Aortic aneurysms occur when the aorta weakens and bulges, posing a risk of rupture. We offer advanced screening and endovascular repair options.
Diabetic foot ulcers require early evaluation to prevent infections and amputations. We provide limb salvage treatments and vascular restoration.
DVT is caused by clot formation in deep veins, often the legs. Our treatments include thrombolysis, clot removal, and vein preservation procedures.
TOS occurs when nerves or blood vessels are compressed near the neck and shoulder. We offer surgical and minimally invasive decompression solutions.
Reduced blood flow to the intestines can be life-threatening. We specialize in early diagnosis and endovascular revascularization.
Patients with chronic kidney disease who require long-term dialysis need a dependable and well-functioning vascular access. Dialysis Access Creation in Btm Layout focuses on creating durable access routes that ensure smooth, effective, and uninterrupted dialysis sessions. Proper access planning plays a crucial role in improving dialysis efficiency, reducing complications, and enhancing overall quality of life.
Dialysis access procedures are performed by experienced vascular specialists using modern surgical and endovascular techniques. These procedures are tailored to each patient’s vein quality, medical condition, and long-term dialysis needs, ensuring optimal outcomes and long-lasting access.
Dialysis access creation refers to the surgical formation of a reliable connection that allows blood to be removed, filtered, and returned to the body during hemodialysis. The most commonly used access types include arteriovenous (AV) fistula, AV graft, and tunneled dialysis catheters. Among these, AV fistulas are considered the gold standard due to their longevity and lower infection risk.
Choosing the correct access type depends on multiple factors such as vein size, overall health, urgency of dialysis, and previous access history. Early planning and timely creation are essential to avoid emergency catheter placement and related complications.
At a specialised vascular clinic, dialysis access procedures are carefully selected to match individual patient needs. Common options include:
Choosing Dialysis Access Creation in Btm Layout under expert vascular care offers several important benefits:
Before dialysis access creation, patients undergo a detailed evaluation including clinical examination and vascular imaging such as colour Doppler ultrasound. This helps identify suitable arteries and veins, ensuring the best possible access outcome.
Individualised planning allows surgeons to choose the safest location and technique while minimising complications. Early referral for access creation significantly improves long-term success and reduces dependency on temporary catheters.
After the procedure, patients receive clear guidance on access care, including hygiene practices, arm exercises, and signs of possible complications. Regular monitoring helps detect early narrowing or blockages, allowing timely intervention.
With expert follow-up and patient education, Dialysis Access Creation in Btm Layout ensures reliable access that supports consistent dialysis and long-term kidney care.
If you or a loved one is preparing for dialysis, consulting an experienced vascular specialist early can make a significant difference. Advanced techniques, careful planning, and dedicated aftercare help ensure safe, durable, and effective dialysis access.
An arteriovenous (AV) fistula is considered the best dialysis access because it lasts longer, has better blood flow, and carries a lower risk of infection compared to other access types.

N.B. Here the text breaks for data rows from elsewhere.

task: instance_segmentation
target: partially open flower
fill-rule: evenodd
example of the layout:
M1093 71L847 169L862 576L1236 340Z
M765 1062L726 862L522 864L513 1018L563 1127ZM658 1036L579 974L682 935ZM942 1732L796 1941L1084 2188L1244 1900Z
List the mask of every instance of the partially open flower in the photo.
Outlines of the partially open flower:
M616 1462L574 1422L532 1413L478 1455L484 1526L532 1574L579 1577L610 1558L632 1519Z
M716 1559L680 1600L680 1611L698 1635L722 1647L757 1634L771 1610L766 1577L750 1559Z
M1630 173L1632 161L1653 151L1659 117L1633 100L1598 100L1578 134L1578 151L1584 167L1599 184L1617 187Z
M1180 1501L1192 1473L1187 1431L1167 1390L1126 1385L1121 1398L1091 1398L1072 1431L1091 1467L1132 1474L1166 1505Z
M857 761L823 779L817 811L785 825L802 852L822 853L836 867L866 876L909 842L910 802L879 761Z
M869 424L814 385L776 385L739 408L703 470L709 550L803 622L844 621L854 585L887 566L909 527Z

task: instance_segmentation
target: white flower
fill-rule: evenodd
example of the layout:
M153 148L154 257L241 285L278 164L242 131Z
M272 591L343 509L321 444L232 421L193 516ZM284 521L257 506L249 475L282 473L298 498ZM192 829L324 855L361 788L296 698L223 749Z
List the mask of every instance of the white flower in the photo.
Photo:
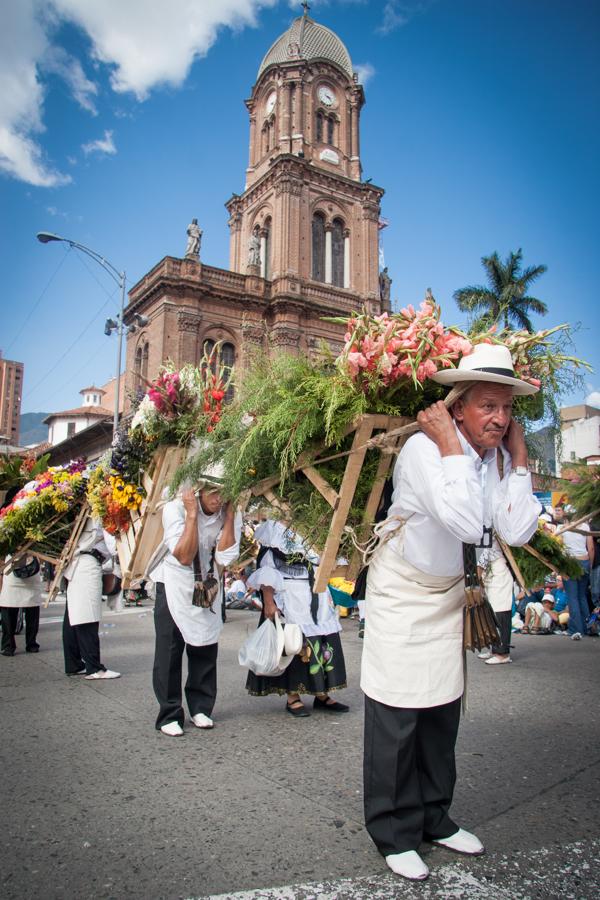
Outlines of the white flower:
M148 394L146 394L138 406L136 413L131 421L132 431L135 428L141 428L142 431L148 431L148 427L156 416L156 407Z

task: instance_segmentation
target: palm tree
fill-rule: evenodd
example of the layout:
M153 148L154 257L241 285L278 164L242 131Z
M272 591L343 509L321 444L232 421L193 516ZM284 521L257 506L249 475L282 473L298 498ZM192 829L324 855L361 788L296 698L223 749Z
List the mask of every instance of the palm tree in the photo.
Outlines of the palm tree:
M475 327L490 327L496 322L505 328L515 324L533 331L531 312L545 316L548 307L543 300L527 294L529 285L543 275L547 266L528 266L521 269L523 251L511 252L502 262L497 253L483 256L481 262L487 273L489 287L470 285L454 292L454 299L462 312L476 315Z

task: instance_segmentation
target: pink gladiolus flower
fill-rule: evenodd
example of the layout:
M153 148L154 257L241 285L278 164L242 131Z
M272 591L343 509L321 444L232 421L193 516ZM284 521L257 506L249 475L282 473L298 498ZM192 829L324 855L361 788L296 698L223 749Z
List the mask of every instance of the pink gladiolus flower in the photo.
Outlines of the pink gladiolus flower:
M431 378L432 375L435 375L437 372L437 366L433 362L432 359L426 359L425 362L420 363L417 367L417 379L419 381L425 381L426 378Z
M349 353L346 362L352 377L356 377L359 371L367 366L367 360L362 353Z

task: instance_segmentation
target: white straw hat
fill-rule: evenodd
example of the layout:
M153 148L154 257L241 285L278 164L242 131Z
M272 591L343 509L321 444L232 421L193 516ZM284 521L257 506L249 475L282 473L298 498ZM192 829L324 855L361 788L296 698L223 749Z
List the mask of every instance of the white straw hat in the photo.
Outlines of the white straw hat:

Dialysis access should ideally be created several months before dialysis is required, allowing time for proper healing and maturation of the access.

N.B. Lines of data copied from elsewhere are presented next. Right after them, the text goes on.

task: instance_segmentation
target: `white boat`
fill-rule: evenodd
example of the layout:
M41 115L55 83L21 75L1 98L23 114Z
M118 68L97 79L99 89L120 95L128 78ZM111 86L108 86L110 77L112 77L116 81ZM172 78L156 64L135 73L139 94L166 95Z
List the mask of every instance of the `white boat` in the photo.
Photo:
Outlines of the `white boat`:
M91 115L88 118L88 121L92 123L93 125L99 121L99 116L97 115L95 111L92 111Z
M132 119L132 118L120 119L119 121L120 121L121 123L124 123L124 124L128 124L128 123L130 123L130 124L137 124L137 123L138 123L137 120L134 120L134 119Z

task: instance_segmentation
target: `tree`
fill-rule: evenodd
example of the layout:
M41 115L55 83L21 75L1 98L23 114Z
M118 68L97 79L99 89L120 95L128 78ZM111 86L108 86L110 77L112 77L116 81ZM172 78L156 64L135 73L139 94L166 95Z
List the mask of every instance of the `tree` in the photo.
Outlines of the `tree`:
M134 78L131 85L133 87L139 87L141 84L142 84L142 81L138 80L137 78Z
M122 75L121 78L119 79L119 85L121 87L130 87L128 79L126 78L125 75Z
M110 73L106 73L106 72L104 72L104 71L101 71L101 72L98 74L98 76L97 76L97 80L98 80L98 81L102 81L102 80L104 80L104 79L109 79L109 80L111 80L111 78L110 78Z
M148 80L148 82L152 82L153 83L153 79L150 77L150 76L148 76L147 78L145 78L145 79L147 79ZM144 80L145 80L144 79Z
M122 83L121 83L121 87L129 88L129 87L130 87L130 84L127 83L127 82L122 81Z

Dialysis access creation is usually performed under local or regional anesthesia, and most patients experience minimal discomfort during and after the procedure.
With proper care and regular monitoring, a dialysis fistula can function effectively for many years without the need for replacement.
Warning signs include reduced blood flow, swelling, pain, redness, prolonged bleeding after dialysis, or absence of vibration over the access site. Immediate medical evaluation is recommended if these occur.